Neben den regelmäßigen Dinnerabenden wird auch gemeinsam gepicknickt oder Geburtstag gefeiert.
Foto: YWDC

Haydns Engagement im YWDC, der derzeit am Publikumsvoting von "Orte des Respekts" teilnimmt, hat sich im Lauf der Zeit verändert. Stand zu Beginn (mit weiteren sieben Gründerinnen) der Aufbau der Wiener Gruppe im Mittelpunkt, kümmert sie sich heute neben der Gesamtleitung hauptsächlich um Strategieentwicklung und Öffentlichkeitsarbeit. Zusätzlich begleitet sie die mittlerweile sieben weiteren YWDC-Gruppen in Deutschland und der Schweiz. Unterstützung für die Entwicklung einer professionellen Struktur des YWDC holte sich Franziska im Lehrgang der Akademie der Zivilgesellschaft. Denn „für den Aufbau und die Weiterentwicklung eines ehrenamtlichen Projekts braucht es klare Entscheidungsprozesse und man muss sich eine alltagstaugliche Arbeitsstruktur überlegen.
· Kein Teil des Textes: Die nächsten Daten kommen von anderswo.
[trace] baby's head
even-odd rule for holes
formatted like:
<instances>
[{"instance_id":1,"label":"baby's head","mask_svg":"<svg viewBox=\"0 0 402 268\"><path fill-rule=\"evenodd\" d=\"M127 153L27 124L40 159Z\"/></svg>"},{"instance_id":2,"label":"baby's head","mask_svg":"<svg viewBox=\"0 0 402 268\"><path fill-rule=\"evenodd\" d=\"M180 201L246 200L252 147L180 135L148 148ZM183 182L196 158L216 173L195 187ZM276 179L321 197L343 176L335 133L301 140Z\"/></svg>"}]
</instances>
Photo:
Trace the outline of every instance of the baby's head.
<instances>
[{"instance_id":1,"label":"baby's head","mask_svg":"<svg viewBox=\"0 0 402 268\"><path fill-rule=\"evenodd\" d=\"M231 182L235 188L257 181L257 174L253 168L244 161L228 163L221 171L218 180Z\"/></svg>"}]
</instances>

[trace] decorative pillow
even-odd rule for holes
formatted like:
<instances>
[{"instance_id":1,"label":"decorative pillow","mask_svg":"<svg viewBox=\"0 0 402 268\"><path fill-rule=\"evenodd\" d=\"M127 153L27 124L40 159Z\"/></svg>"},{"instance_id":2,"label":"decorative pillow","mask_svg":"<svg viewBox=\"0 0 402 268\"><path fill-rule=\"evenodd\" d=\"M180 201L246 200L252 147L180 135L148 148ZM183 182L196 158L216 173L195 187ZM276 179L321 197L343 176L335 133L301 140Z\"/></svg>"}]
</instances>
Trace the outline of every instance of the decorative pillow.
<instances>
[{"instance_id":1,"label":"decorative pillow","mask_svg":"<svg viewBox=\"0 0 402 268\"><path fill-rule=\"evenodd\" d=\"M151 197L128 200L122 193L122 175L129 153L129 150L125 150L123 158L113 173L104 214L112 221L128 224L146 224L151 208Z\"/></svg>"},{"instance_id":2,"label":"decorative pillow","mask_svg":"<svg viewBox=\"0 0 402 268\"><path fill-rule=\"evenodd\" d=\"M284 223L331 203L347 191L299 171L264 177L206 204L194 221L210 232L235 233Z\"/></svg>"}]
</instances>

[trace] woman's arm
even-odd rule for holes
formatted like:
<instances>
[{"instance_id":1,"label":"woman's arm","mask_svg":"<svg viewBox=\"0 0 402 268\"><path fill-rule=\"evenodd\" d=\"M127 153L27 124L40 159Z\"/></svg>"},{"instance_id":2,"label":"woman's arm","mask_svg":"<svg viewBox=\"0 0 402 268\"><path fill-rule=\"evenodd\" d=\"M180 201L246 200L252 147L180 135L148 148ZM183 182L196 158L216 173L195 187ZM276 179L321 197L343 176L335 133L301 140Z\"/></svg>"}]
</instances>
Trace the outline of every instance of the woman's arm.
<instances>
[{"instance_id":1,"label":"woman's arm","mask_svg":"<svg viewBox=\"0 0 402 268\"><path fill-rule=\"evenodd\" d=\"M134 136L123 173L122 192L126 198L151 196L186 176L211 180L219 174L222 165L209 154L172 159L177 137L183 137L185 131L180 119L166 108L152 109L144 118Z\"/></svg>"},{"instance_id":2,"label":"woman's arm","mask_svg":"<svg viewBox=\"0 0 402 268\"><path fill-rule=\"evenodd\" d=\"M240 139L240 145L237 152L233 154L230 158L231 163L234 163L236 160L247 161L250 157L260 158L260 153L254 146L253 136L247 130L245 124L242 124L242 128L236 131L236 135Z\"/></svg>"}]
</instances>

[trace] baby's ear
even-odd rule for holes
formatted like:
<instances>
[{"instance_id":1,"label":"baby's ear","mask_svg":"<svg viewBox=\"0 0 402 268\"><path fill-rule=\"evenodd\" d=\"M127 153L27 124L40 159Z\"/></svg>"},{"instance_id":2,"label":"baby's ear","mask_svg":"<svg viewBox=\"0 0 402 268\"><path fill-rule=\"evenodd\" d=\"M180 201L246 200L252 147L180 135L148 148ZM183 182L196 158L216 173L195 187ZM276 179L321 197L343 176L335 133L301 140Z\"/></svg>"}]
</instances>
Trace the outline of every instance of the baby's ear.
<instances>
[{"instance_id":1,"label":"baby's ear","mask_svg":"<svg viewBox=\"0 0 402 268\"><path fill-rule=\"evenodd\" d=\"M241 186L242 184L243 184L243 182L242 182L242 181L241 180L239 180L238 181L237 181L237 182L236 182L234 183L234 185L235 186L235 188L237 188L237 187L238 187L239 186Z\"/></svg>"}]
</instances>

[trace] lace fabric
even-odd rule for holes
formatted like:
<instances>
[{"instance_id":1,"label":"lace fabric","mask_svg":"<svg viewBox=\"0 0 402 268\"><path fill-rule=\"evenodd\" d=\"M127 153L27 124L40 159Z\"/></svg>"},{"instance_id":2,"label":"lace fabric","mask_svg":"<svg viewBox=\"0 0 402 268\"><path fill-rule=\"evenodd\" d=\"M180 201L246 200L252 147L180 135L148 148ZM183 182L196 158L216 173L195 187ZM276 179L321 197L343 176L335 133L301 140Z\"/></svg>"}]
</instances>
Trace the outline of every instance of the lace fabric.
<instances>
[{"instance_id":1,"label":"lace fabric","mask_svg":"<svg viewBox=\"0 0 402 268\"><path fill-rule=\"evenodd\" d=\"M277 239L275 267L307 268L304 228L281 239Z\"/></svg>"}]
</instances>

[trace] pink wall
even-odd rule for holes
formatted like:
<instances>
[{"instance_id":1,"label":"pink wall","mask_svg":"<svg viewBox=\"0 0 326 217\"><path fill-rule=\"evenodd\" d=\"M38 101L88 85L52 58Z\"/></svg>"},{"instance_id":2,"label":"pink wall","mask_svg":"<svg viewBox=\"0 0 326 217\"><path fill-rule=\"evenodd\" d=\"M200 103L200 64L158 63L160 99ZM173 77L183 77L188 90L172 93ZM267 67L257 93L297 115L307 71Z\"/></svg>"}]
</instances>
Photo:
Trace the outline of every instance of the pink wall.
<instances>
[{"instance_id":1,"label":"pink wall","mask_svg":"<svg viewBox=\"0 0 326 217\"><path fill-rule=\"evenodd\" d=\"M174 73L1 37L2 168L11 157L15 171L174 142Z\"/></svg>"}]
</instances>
Der Lehrgang und die wertschätzende Zusammenarbeit mit den anderen Teilnehmenden haben mir dabei geholfen, genau diese Strukturen weiterzuentwickeln.“

Young Widow_ers Dinner Club

Auch wenn es mitunter schwer ist, sich ehrenamtlich in einem Bereich zu engagieren, der eng mit der eigenen Biografie verbunden ist, weiß Haydn ihr Engagement zu schätzen. „Wenn man sich mit seiner eigenen Geschichte auf einer solchen Bühne bewegt, muss man mitunter breite Schultern haben. Unsere Gesellschaft tendiert ja dazu, in allem das Positive sehen zu wollen.  Es darf quasi niemandem schlecht gehen. Für Trauer bleibt da oft kein Platz.“ Zwar pflege man in Österreich ein ambivalentes Naheverhältnis zum Thema Tod, das trifft jedoch nicht auf das Thema Trauer zu. „Da die Gesellschaft der Trauer keinen Raum gibt bleibt sie oft unsichtbar und fühlt sich für die Betroffenen wie ein Tabu an“, konstatiert Haydn. Hier Bewusstseinsarbeit zu leisten, auch das hat sich der YWDC auf die Fahnen geschrieben. „An diesem Umgang wollen wir rütteln. Für dieses Thema steige ich auch schon mal in den Boxring.“

"Da entsteht eine ganz besondere Energie"

Dass sich das Engagement, das Haydn und die anderen helfenden Hände in den YWDC stecken, auszahlt, spürt sie bei jedem Clubtreffen. „Mir tut es gut zu sehen, wie sich die Leute aufgehoben fühlen, das ist jedes Mal tolles Feedback für uns. Da entsteht zwischen Menschen, die sich im Leben wohl sonst nicht begegnet wären, eine ganz besondere Energie.“ (Philipp Schneider, 10.9.2020)

Franziska Haydn ist 37 Jahre alt und Soziologin. Sie engagiert sich pro Woche durchschnittlich 3-5 Stunden ehrenamtlich.